Intime de Mallarmé, inspiratrice de Proust et de Cocteau, mécène de Diaghilev et des Ballets Russes, elle fut peinte et célébrée par les plus grands artistes de son temps : Toulouse-Lautrec, Morand, Proust, Renoir, Vuillard, Bonnard, Vallotton.

Misia St Florentin
Misia rue Saint-Florentin
Paul Morand : «Misia est placée dans l'axe du goût français comme l'aiguille de Louqsor dans l'axe des Champs-Elysées».

Il est vrai que l'intelligence, la culture, l'attitude discrète et réservée de cette femme étonnante tranchent avec le dévergondage vulgaire, l'exhibitionnisme graveleux des grandes coquettes de l'époque. Misia restera dans l'Histoire de la galanterie comme une initiatrice élégante, une formatrice au goût très sûr, une compagne qui fait rêver, enrichit ses partenaires, les élève, les aime et se laisse aimer mais sans se laisser corrompre ou se commettre. D'ailleurs, comme nombre de jolies femmes, elle a autour d'elle une cour de déserteurs du chemin des dames qui la protège des machos arrogants et culbuteurs.

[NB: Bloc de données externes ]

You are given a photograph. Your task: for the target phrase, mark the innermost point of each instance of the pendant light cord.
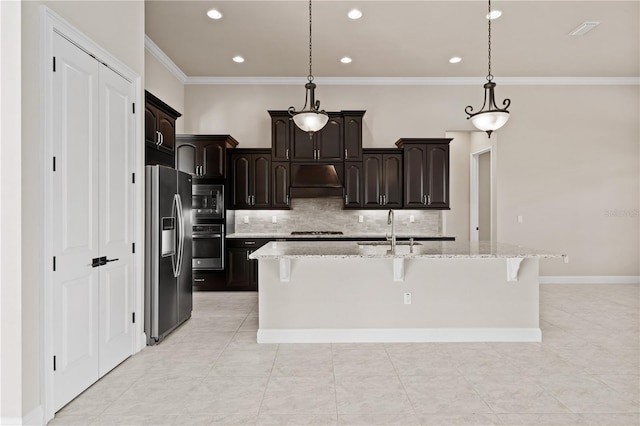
(489, 76)
(310, 77)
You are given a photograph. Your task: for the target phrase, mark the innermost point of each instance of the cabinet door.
(280, 138)
(392, 180)
(437, 160)
(241, 274)
(353, 184)
(372, 192)
(329, 144)
(186, 158)
(151, 126)
(280, 185)
(212, 160)
(352, 138)
(415, 176)
(167, 128)
(261, 180)
(241, 181)
(303, 147)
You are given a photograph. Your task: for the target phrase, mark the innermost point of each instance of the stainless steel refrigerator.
(168, 277)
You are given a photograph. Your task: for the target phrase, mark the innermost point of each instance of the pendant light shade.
(312, 119)
(492, 118)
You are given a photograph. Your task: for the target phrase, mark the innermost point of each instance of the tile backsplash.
(327, 214)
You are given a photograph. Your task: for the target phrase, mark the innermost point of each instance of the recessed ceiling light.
(214, 14)
(354, 14)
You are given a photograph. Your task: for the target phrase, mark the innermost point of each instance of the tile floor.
(211, 371)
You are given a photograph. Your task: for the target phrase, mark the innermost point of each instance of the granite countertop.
(425, 249)
(286, 235)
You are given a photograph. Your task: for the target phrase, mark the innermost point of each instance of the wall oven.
(207, 203)
(207, 247)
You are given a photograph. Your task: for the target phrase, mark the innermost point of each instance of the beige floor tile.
(371, 394)
(299, 395)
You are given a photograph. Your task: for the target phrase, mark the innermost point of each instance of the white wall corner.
(619, 279)
(162, 57)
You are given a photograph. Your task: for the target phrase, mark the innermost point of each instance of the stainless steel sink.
(387, 243)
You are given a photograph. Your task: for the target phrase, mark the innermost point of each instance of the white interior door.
(75, 187)
(116, 219)
(92, 208)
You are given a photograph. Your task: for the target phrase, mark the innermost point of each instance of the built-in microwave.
(207, 202)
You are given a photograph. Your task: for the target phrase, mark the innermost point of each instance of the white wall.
(118, 27)
(164, 85)
(567, 157)
(11, 350)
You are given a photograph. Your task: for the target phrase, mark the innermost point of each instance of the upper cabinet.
(426, 173)
(160, 131)
(339, 140)
(203, 156)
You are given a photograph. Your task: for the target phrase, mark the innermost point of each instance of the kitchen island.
(428, 291)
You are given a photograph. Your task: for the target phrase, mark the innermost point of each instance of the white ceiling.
(397, 38)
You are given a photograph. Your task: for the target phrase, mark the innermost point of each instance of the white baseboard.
(399, 335)
(587, 279)
(34, 418)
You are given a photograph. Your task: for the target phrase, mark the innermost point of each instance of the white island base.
(306, 299)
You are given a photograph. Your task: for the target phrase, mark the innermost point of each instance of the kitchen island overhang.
(349, 292)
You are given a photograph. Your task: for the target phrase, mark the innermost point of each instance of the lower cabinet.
(242, 272)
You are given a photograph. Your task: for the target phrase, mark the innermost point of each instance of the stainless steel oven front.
(208, 247)
(207, 202)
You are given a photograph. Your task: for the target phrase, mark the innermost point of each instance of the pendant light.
(313, 119)
(493, 117)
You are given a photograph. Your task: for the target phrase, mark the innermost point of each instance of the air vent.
(584, 28)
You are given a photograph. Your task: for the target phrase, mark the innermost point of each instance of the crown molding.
(417, 81)
(164, 60)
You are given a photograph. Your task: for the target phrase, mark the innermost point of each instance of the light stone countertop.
(283, 235)
(423, 249)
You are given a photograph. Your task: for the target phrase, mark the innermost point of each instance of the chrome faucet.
(391, 222)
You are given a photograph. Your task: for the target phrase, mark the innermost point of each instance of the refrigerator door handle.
(181, 239)
(176, 255)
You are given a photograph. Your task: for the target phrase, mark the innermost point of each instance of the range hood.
(316, 180)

Après avoir mené une existence flamboyante, connu des années de triomphe éclatant, Misia acheva sa vie dans une grande solitude.

Misia - Chanel
Comtesse Etienne de Beaumont, Coco Chanel et Misia Sert (un peu enrobée)
à Venise (1923). En short, la comtesse Moretti et, assise, Mme Chiesa du Lido
Aveugle, affaiblie par la morphine, sa beauté disparue, son charme envolé, ce fut Coco Chanel qui recueillit son dernier souffle. Elle repose près de Valvins, dans le même cimetière que Mallarmé, son voisin et ami d'antan.

Avant de s'éteindre, elle confia à Boulos, son dernier sigisbée, les secrets et les mystères de sa vie, lui dictant des Mémoires où elle dévoile davantage d'elle-même qu'elle n'en avait révélé aux hommes avec lesquels elle avait entretenu des relations passionnelles.

Misia par Misia, son autobiographie posthume que l'on dit romancée parut en 1952.

Misia par Bonnard
Misia par Bonnard

Une belle panthère, impérieuse, sanguinaire et futile
« Misia, non pas telle que ses faibles Mémoires la recomposent, mais telle qu'elle exista : effervescente de joie ou de fureur, originale et emprunteuse, récolteuse de génies, tous amoureux d'elle : Vuillard, Bonnard, Renoir, Stravinsky, Picasso... collectionneuse de cœurs et d'arbres Ming en quartz rose; lançant ses lubies, devenues des modes aussitôt exploitées par les décorateurs, reprises par les journalistes, imitées des femmes du monde à tête vide.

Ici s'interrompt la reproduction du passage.